Cultures around the world have identified a wide range of medical uses of the calabash tree. Africans fry the fruit in ash before using it as a diuretic or purgative, leaves can also be diuretic if ingested. Sumatra natives clean open wounds with decocts from the bark and apply crushed leaves on the head as a poultice to relieve pain. All around the Caribbean islands, the herb is known to relieve pain and inflammation and a mixture made from ground fresh leaves and shoots is applied on wounds to speed up cicatrization. A decoction of bark is popular in Venezuela to cure hematomas, diarrhea or even tumours.
The purgative effect is known in Costa Rica, while the diuretic one is used in the Ivory Coast to reduce high blood pressure. Columbians used it for respiratory problems. It has many uses in Vietnam, where Crescentia cujete treats bronchitis, cough, asthma, diarrhea, urethritis and stomach pain and is known for its properties as an antitussive, laxative and expectorant.
The calabash tree fruit is included in the arsenal of the natural remedies used by the traditional medicine of Haiti. It is a general panacea in Cuba's Camaguey province and named totumo in the Panama, where it treats stomach pain as well as diarrhea. In many areas of the world, Crescentia cujete is known to decrease blood pressure. Other attested uses are: laxative, anti-inflammatory, febrifuge. It can also treat toothaches, irregular menstruation, bronchitis and other breathing problems.
Modern research has identified a number of bioactive compounds after a chemical analysis of the calabash tree. Flavonoids like anthraquinone and quercetin can be found in both the leaves and the fruit of the herb. These play an important role in ant-iangiogenic processes, which control the development of the blood vessel network of the body. They can also divert the blood flow away from tumours, which deprives tumours of nutrients and can eventually kill them. Tumours develop from a single cell that multiplies out of control, after many processes of division. This can't happen if the flow of nutrients to the area is stopped.

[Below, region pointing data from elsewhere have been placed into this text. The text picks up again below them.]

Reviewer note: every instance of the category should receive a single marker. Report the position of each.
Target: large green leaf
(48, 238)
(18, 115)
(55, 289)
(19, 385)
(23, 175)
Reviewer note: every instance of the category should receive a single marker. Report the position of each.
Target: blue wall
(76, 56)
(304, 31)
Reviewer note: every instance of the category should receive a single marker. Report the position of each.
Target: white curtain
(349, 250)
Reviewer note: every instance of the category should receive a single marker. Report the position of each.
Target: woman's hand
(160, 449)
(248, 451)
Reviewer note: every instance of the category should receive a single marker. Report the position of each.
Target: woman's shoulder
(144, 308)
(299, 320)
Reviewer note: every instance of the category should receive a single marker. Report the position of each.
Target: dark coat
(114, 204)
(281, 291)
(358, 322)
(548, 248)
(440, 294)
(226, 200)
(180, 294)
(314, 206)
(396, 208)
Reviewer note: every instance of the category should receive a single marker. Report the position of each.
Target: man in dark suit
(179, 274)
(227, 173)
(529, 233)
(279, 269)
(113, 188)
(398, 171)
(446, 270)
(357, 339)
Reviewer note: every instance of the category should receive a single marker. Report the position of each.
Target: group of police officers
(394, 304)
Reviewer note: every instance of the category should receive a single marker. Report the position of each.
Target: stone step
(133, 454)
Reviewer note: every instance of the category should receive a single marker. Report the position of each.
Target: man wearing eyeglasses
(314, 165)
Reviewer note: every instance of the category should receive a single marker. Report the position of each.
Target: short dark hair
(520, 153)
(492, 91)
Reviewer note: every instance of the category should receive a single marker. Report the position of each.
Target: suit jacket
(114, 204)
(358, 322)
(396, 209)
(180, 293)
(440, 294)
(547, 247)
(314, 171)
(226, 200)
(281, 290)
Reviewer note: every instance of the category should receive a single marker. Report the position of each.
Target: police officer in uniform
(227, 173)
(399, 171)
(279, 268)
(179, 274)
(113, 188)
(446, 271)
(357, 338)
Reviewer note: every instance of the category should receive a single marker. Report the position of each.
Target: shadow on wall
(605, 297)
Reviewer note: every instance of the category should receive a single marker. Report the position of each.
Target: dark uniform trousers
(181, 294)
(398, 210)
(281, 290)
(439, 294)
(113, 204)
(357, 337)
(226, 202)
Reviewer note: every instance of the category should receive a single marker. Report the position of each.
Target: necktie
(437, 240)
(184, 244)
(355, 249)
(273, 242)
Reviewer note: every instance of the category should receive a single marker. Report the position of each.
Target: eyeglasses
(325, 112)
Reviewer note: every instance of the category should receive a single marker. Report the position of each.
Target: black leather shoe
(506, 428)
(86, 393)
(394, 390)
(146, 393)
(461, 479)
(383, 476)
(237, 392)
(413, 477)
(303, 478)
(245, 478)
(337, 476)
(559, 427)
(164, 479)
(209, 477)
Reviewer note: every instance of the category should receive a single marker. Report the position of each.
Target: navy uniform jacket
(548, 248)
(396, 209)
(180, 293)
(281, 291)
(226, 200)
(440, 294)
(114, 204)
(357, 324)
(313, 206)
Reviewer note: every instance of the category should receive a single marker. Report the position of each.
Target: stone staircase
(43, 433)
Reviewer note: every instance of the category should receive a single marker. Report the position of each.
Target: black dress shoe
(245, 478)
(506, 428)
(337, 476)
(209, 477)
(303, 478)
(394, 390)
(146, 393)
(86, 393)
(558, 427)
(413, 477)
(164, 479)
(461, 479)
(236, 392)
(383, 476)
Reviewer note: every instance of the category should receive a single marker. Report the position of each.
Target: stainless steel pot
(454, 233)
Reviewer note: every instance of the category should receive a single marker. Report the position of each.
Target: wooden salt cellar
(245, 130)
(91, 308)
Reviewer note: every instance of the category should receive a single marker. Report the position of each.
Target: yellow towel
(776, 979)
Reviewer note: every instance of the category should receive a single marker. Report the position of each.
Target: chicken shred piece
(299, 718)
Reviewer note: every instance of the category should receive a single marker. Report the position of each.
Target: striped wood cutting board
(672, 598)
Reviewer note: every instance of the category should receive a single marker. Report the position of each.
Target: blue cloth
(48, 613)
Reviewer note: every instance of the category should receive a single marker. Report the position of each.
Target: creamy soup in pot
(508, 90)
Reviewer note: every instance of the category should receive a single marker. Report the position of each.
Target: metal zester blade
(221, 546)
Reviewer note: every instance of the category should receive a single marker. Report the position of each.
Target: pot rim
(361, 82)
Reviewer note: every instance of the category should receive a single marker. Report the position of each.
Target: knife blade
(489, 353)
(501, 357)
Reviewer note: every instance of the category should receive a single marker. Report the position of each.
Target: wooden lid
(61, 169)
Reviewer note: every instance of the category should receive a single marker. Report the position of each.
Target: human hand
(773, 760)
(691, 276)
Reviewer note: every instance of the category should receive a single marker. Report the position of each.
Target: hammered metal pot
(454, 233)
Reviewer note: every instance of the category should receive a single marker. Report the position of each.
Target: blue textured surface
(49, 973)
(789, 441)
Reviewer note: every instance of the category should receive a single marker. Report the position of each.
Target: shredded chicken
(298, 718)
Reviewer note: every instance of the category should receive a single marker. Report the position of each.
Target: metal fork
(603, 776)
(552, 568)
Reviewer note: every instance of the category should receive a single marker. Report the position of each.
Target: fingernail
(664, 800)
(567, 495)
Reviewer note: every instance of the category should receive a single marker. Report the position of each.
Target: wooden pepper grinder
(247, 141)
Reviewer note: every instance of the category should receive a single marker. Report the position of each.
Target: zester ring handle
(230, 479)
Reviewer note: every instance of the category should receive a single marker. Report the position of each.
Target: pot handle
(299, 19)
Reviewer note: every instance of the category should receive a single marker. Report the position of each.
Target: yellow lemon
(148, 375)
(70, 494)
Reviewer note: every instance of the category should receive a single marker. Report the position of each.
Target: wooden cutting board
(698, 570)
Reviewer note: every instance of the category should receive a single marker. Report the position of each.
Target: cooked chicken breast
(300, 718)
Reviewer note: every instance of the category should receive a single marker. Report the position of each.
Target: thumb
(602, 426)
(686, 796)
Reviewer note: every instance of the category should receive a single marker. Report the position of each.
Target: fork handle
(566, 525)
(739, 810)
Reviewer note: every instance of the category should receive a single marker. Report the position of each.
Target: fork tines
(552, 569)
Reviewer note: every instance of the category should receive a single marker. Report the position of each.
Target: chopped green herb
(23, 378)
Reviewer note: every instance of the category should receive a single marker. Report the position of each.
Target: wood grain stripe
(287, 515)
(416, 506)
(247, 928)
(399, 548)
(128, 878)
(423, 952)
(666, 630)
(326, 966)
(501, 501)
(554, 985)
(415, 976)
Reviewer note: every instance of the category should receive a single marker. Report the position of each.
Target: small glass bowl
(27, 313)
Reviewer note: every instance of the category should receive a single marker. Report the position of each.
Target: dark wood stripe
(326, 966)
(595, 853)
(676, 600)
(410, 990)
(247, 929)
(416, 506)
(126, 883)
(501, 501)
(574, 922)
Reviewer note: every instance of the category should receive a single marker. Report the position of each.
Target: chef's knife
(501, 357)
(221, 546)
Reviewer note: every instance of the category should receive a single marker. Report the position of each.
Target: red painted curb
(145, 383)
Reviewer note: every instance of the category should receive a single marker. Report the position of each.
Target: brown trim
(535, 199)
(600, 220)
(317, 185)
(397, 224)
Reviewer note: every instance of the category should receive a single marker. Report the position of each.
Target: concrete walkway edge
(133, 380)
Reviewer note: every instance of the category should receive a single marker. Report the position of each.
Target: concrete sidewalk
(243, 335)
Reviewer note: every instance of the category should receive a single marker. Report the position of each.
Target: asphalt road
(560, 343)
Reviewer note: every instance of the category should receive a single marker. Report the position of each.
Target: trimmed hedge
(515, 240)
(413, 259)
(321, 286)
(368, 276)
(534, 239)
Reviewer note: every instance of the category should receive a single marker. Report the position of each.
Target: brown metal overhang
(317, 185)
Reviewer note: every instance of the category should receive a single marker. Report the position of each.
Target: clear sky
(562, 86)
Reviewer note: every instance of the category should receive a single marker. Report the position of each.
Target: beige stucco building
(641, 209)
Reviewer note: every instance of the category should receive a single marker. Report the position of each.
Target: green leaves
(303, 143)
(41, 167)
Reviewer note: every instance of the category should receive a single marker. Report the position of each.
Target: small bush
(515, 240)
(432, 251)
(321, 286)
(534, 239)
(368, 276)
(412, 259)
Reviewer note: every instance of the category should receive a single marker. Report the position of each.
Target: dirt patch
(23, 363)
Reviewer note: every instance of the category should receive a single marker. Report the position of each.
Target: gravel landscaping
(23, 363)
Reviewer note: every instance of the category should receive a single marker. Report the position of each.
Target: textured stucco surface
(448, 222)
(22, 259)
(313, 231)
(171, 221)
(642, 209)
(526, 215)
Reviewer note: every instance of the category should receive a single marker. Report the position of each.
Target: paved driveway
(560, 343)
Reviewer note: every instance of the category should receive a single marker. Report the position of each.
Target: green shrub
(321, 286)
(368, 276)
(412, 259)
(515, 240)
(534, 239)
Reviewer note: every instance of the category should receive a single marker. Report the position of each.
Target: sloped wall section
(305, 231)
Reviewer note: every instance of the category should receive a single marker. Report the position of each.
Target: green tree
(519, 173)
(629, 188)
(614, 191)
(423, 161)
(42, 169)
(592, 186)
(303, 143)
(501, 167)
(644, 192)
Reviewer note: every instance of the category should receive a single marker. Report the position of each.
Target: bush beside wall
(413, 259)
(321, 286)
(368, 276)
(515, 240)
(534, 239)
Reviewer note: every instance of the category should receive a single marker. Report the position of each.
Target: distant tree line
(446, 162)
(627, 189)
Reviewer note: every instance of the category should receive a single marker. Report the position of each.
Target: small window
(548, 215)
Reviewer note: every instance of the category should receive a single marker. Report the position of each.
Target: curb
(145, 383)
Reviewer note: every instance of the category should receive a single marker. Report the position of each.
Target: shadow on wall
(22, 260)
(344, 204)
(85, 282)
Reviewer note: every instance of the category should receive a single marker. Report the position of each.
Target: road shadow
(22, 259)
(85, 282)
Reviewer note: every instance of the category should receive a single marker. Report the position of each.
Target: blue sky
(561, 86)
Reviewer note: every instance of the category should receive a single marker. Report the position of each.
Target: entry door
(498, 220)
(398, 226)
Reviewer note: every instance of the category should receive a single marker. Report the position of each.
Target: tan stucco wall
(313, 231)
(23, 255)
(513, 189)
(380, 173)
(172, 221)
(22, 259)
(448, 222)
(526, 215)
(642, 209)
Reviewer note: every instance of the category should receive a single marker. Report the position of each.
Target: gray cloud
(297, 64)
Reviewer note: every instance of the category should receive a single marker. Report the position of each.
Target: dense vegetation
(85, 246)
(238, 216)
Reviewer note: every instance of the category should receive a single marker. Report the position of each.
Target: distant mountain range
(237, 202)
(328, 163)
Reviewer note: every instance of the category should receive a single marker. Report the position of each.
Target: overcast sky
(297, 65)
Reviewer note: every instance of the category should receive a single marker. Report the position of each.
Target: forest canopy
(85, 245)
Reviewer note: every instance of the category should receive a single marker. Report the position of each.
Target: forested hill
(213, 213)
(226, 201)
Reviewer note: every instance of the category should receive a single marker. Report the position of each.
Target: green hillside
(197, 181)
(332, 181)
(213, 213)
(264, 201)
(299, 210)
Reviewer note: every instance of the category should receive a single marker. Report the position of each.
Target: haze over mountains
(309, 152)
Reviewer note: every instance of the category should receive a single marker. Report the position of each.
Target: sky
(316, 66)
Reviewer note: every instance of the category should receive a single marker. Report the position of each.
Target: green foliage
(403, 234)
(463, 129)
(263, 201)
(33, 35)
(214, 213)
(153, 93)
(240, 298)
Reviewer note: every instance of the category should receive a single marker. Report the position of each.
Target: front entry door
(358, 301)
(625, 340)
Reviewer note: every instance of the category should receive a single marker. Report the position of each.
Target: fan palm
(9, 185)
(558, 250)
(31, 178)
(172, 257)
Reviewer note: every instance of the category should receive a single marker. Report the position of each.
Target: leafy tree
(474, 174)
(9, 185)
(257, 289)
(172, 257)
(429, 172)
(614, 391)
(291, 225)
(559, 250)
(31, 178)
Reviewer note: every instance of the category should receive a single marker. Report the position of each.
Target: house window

Like many other herbal supplements, pregnant or nursing women should ask for medical advice before ingesting Crescentia cujete. It has been used by tribal cultures to force labor and might cause strong uterine contractions that are very dangerous for the mother and her child. It should not be taken as a supplement in order to avoid miscarriage.
While potent, herbal remedies like the calabash tree are not an alternative to conventional medical drugs and should only be used after an advice from a real doctor. It has not been properly studied and could have unknown side effects, especially when taken by patients with existing medical conditions. There is also a risk of unwanted side effects when combined with other drugs or herbal cures.